CITA



   CITA

Una de las patas de la lavadora se ha desenroscado y al centrifugar hace tanto ruido que Sonia casi no escucha el telefonillo. Mira el reloj y, del sobresalto, casi resbala de la ducha: las nueve menos cuarto, ¡qué desastre!, para una vez que Mario llega puntual, ella está así. Y encima aún no tiene nada listo para picar antes de… bueno, antes de que él descubra su nuevo conjunto negro con encajes bordados. A velocidad de vértigo, se cubre con una toalla, da al botón para abrir el portal y después hace lo mismo con la puerta de arriba; saca un táper del congelador (de esos que le da su madre los fines de semana), y vuela de nuevo a la ducha para terminar de aclararse. La lavadora cesa un segundo, y entonces puede escuchar el loco palpitar de su corazón, el chirriar de la puerta, e incluso cree sentir el gorjeo de un pájaro en la ventana. Sonríe, se mira en el espejo y descuelga el albornoz. Mario ahora cerrará, saludará en voz alta, y se quedará en el pasillo tamborileando rítmicamente con los dedos sobre la puerta del baño, esperando a que salga. Ya llevan casi seis meses, pero le encanta que él siga así, con esa timidez que roza lo irresistible.  
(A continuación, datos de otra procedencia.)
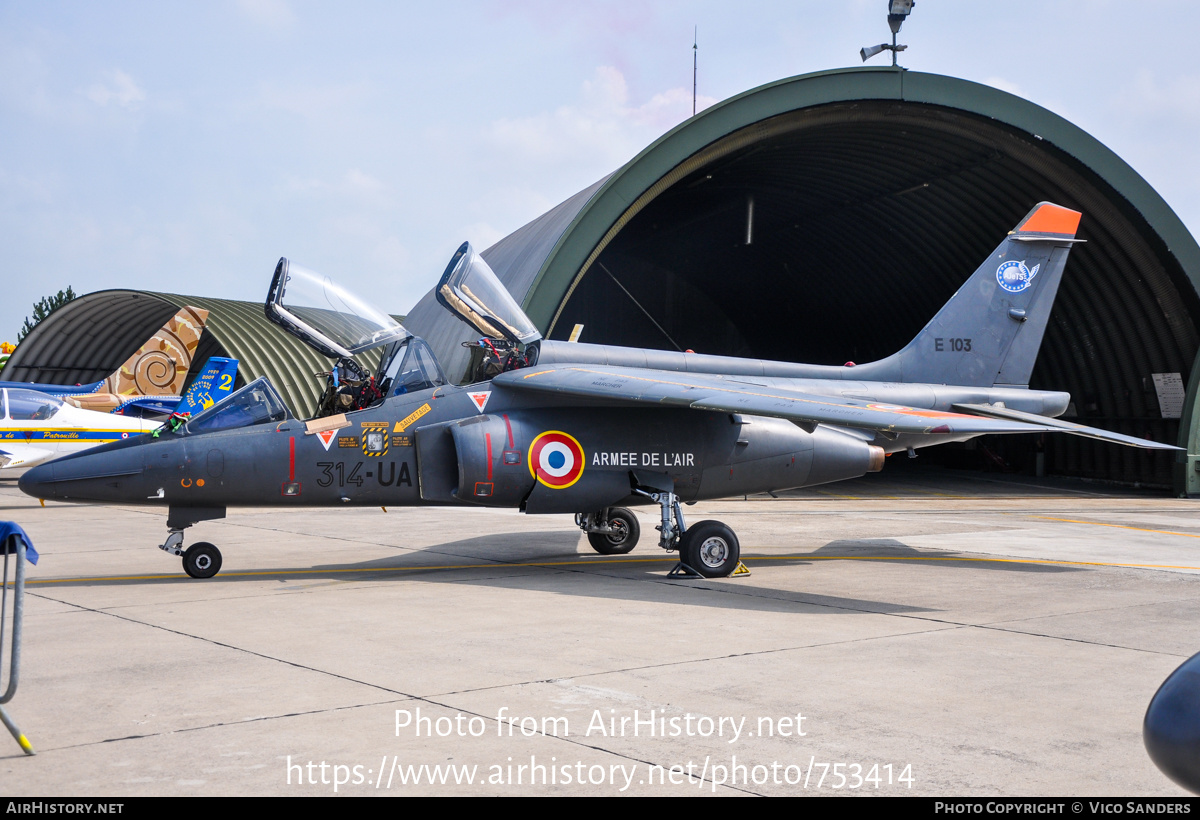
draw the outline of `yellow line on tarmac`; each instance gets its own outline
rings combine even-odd
[[[1200,533],[1194,532],[1175,532],[1173,530],[1151,530],[1146,527],[1130,527],[1125,524],[1105,524],[1103,521],[1078,521],[1074,518],[1052,518],[1048,515],[1039,515],[1038,518],[1044,518],[1047,521],[1065,521],[1068,524],[1091,524],[1093,527],[1116,527],[1119,530],[1137,530],[1138,532],[1156,532],[1159,535],[1182,535],[1184,538],[1200,538]]]
[[[1182,534],[1182,533],[1180,533]],[[968,558],[966,556],[941,557],[933,555],[781,555],[777,559],[763,555],[757,558],[745,558],[743,561],[770,561],[780,559],[796,559],[803,561],[975,561],[991,564],[1053,564],[1071,567],[1132,567],[1136,569],[1194,569],[1200,567],[1177,566],[1175,564],[1125,564],[1116,561],[1058,561],[1041,558]],[[28,583],[28,581],[26,581]]]
[[[332,575],[335,573],[356,573],[356,572],[414,572],[427,569],[507,569],[509,567],[570,567],[580,564],[603,564],[603,563],[621,563],[621,564],[648,564],[660,561],[676,561],[678,559],[670,556],[662,558],[626,558],[616,562],[612,559],[607,561],[603,558],[592,558],[584,561],[532,561],[521,564],[439,564],[430,566],[416,567],[335,567],[330,569],[272,569],[272,570],[256,570],[254,572],[222,572],[222,578],[248,578],[260,575]],[[38,580],[25,580],[25,585],[30,584],[66,584],[66,583],[84,583],[90,581],[190,581],[191,578],[183,575],[124,575],[104,578],[43,578]]]
[[[1067,520],[1067,519],[1062,519]],[[1090,523],[1090,522],[1082,522]],[[1186,533],[1176,533],[1185,535]],[[1060,561],[1039,558],[975,558],[962,555],[753,555],[742,556],[743,561],[942,561],[946,563],[980,563],[980,564],[1047,564],[1053,566],[1079,567],[1129,567],[1134,569],[1189,569],[1200,571],[1200,567],[1175,564],[1127,564],[1113,561]],[[674,556],[661,558],[591,558],[582,561],[530,561],[519,564],[439,564],[417,567],[339,567],[331,569],[277,569],[255,570],[252,572],[222,572],[221,578],[249,578],[280,575],[334,575],[368,572],[417,572],[421,570],[454,570],[454,569],[509,569],[521,567],[573,567],[573,566],[612,566],[613,564],[656,564],[664,561],[678,561]],[[99,583],[103,581],[191,581],[184,575],[124,575],[98,578],[40,578],[27,579],[27,586],[35,584],[80,584]],[[12,586],[10,583],[9,586]]]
Sin embargo, por primera vez parece que sus costumbres han cambiado... no le ha escuchado saludar, ni sus pasos, ni tampoco el repiqueteo de sus dedos. En cambio... la puerta del baño sí se abre despacio, demasiado despacio, permitiendo que el vapor de la ducha huya hacia el pasillo. Es entonces cuando Sonia cae en la cuenta de su error: quizás no debía haber abierto.
En una milésima, su nuca se erizará al tiempo que de su garganta brotará un grito de pánico absurdo, sordo. E inútil, pues la lavadora ya vuelve a inundar la casa con su bramido ensordecedor.